Но лукавый политик, монсеньор Реньо, предавший сначала Деву, а потом ее врага, ничего не выиграл от этого двойного предательства. Грубый де Ришмон, вновь утвердившись у власти, не пожелал терпеть возле себя человека, которого всегда глубоко презирал. Архиепископ Реймский прожил до 1444 года, но никогда больше не имел влияния на государственные дела и фактически влачил жалкую участь изгнанника. Ничего не выиграл и Карл VII: то, что раньше ему приходилось терпеть от де Тремуйля, теперь, но только вдесятеро больше, он терпел от де Ришмона. Угрюмый коннетабль отличался скупостью, вероломством, свирепым нравом; самонадеянный и упрямый, он не имел таланта полководца и чаще терпел поражения, нежели одерживал победы. Тем не менее его приход повсюду был воспринят с радостью: как-никак он был главным военачальником королевства и не в пример трусливому сиру де Тремуйлю сам водил войска в атаку. И главное, он явился в момент, когда герцог Бургундский явно стал стремиться к миру с Карлом VII, а коннетабль считался сторонником этого мира.
Утверждают, что расхождения между годонами и их союзником начались с чисто личных мотивов. Герцог Бедфордский, женатый на сестре Филиппа Доброго Анне, будто бы по нелюбви извел свою молодую супругу, скончавшуюся в 1432 году двадцати семи лет от роду. Верил ли Бургундец молве? Во всяком случае, он был сильно разгневан, когда всего через несколько месяцев регент женился вторично, даже не поставив его в известность, на представительнице фамилии Люксембургов, вассалов Филиппа.
Однако в действительности причины радикального изменения политики герцога Бургундского лежали несравненно глубже и началось все гораздо раньше. Он давно стал разочаровываться в англичанах. Победы Орлеанской девы показали всю непрочность их положения во Франции и эфемерность их власти. Напротив, вопреки ожиданиям, благодаря той же Орлеанской деве Карл Валуа не только преодолел смертельный кризис, но теперь повышал свой международный престиж ото дня на день. В 1434 году он заключил союз с германским императором, весьма опасный для Бургундца. И происходило это в дни, когда внутреннее положение герцогства становилось все более напряженным, когда казна иссякала, когда города Фландрии и Брабанта во главе с Намюром и Льежем грозили восстанием!..
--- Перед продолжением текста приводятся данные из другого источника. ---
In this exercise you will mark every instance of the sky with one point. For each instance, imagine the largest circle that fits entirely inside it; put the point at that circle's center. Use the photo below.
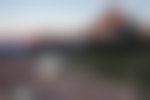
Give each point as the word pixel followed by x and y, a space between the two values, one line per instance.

В январе 1435 года состоялась предварительная встреча в Невере. Она прошла в обстановке дружелюбия и показала, что вчерашние противники готовы к переговорам, и не фиктивным, как в недавние времена, а вполне действенным. Переговоры открылись в Аррасе 5 августа. На них, кроме высоких договаривающихся сторон, присутствовали представители папы и английского короля. С последними, впрочем, договориться не удалось. Несмотря на то что Карл VII был готов на уступки, англичане держались упрямо, ставя единственную цель: удержать Бургундца от непоправимого шага. Винчестер с гневом напомнил ему о клятве, которую Филипп дал после умерщвления своего отца, – клятве святой мести убийцам-арманьякам. Все это оказалось тщетным, и английские представители в начале сентября покинули совещание. После этого Карл VII признал свою вину в смерти Жана Бургундского, а папский легат освободил Филиппа Доброго от его страшной клятвы.